Monday, September 13, 2010

MUTTER PARATHA


INGREDIENTS:

MASALA PREPARATION:

2 CUPS PEAS

1 TSP GINGER GARLIC PASTE

2 TBSP OIL

½ TSP JEERA

½ TSP TURMERIC POWDER

1 TSP CORIANDER POWDER

½ TSP GARAM MASALA

½ TSP CHILLI POWDER

1 TSP AAMCHUR POWDER(DRY MANGO POWDER)

FEW CORIANDER LEAVES

SALT TO TASTE

FOR PARATHA:

4 CUP ATTA

4 TSP OIL

½ TSP SALT

METHOD

IN A COOKING PAN,ADD SOME OIL.ONCE THE OIL IN HOT ENOUGH,ADD GINGER GARLIC PASTE AND SAUTE IT TILL LIGHT BROWN.FOLLOWING THIS ADD JEERA AND PEAS.PLACE A LID AND LET THE ITEMS COOK FOR A WHILE.NOW ADD INTO THIS ALL THE MASALA INGREDIENTS AND ALLOW THE MIXTURE TO COOK WELL BY PLACING THE LID ONCE AGAIN.ONCE THE MIXTURE AND PEAS IS COOKED PROPERLY,REMOVE AND PLACE IT IN AN OPEN DISH AND LIT IT COOL FOR SOMETIME.THEN GRIND THE ENTIRE MASALA INTO A FINE MIXTURE AND KEEP IT ASIDE.
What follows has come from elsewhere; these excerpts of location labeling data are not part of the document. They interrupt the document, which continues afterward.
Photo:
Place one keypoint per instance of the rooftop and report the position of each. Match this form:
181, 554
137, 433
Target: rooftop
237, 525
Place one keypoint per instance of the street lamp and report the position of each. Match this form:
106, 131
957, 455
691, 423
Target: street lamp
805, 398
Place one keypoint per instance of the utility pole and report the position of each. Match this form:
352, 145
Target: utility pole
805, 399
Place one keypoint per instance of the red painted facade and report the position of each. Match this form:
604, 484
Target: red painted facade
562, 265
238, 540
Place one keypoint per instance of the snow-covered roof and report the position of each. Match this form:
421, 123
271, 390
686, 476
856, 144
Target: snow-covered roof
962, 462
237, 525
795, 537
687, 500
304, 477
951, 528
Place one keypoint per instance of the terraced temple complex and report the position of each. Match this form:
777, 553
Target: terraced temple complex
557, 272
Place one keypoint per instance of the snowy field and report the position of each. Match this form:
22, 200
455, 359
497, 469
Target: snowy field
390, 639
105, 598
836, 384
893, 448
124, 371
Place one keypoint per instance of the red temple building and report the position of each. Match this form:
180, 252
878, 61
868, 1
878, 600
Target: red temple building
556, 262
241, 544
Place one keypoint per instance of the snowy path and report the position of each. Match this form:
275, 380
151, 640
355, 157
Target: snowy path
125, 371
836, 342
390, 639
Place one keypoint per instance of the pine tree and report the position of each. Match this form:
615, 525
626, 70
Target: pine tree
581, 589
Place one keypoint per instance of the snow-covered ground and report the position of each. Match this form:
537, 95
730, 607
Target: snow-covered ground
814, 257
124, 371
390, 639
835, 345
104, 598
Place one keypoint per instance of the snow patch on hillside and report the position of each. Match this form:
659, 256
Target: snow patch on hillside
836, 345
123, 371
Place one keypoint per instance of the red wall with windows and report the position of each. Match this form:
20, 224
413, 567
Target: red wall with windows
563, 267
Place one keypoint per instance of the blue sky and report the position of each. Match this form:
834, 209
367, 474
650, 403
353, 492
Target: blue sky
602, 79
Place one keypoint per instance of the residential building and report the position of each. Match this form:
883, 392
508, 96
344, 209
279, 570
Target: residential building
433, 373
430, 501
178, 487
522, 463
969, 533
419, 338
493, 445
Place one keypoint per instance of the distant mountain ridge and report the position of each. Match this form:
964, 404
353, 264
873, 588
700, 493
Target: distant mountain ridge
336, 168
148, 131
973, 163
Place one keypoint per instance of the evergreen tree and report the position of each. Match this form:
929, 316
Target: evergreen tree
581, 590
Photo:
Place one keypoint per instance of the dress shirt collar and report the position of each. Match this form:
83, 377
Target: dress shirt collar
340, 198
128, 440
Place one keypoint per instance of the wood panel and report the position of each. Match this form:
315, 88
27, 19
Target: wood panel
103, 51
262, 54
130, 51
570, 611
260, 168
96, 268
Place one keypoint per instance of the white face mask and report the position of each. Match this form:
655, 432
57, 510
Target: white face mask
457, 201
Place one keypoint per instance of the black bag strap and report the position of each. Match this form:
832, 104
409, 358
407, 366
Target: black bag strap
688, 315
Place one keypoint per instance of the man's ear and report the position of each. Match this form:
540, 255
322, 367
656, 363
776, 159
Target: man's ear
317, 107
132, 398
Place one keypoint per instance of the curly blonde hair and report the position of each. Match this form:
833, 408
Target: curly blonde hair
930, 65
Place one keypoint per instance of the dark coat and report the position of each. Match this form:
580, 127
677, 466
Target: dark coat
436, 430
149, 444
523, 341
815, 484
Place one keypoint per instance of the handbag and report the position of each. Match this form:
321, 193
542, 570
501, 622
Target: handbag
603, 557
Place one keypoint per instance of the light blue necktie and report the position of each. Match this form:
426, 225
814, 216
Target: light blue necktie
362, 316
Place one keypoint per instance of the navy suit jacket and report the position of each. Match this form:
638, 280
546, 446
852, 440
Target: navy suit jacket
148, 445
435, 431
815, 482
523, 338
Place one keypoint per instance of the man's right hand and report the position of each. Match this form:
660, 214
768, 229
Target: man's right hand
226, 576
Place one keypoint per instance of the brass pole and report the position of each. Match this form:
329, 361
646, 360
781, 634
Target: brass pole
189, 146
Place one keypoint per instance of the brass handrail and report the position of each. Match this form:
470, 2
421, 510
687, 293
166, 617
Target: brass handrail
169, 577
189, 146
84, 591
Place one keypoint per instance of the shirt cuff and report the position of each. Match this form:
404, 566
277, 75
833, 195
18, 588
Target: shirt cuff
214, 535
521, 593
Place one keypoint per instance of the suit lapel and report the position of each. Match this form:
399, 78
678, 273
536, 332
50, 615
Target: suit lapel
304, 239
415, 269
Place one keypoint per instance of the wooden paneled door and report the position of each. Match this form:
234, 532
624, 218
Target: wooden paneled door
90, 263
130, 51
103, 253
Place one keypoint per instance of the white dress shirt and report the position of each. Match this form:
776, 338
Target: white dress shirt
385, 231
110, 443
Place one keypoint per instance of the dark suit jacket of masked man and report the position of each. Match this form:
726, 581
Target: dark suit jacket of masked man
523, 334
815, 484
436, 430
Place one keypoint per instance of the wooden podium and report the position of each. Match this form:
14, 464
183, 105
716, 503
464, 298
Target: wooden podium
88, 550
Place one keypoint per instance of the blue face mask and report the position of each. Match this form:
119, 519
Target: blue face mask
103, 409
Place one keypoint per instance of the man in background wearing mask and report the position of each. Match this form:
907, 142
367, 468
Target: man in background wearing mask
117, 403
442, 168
MAKE A DOUGH OUT OF THE FLOUR,SALT AND OIL AND WATER ( AS MUCH REQUIRED) YOU WOULD DO FOR ANY ROTI 30 MINUTES BEFORE AND COVER IT WITH WET MUSLIN CLOTH.DIVIDE IT INTO EQUAL PORTIONS AND KEEP ASIDE.TAKE EACH PORTION AND FLATTEN IT A LITTLE BIT,ADD THE MASALA FILLING INTO IT AND ENCLOSE IT FROM ALL SIDES AND ROLL IT IN THE FORM OF PROPER ROTI.COOK ON A PRE HEATED TAWA WITH LITTLE OIL APPLYING ON BOTH SIDES.SERVE MUTTER PARATHA HOT WITH CURD AND YOUR FAVOURITE CHUTNEY OR WITH PICKLE.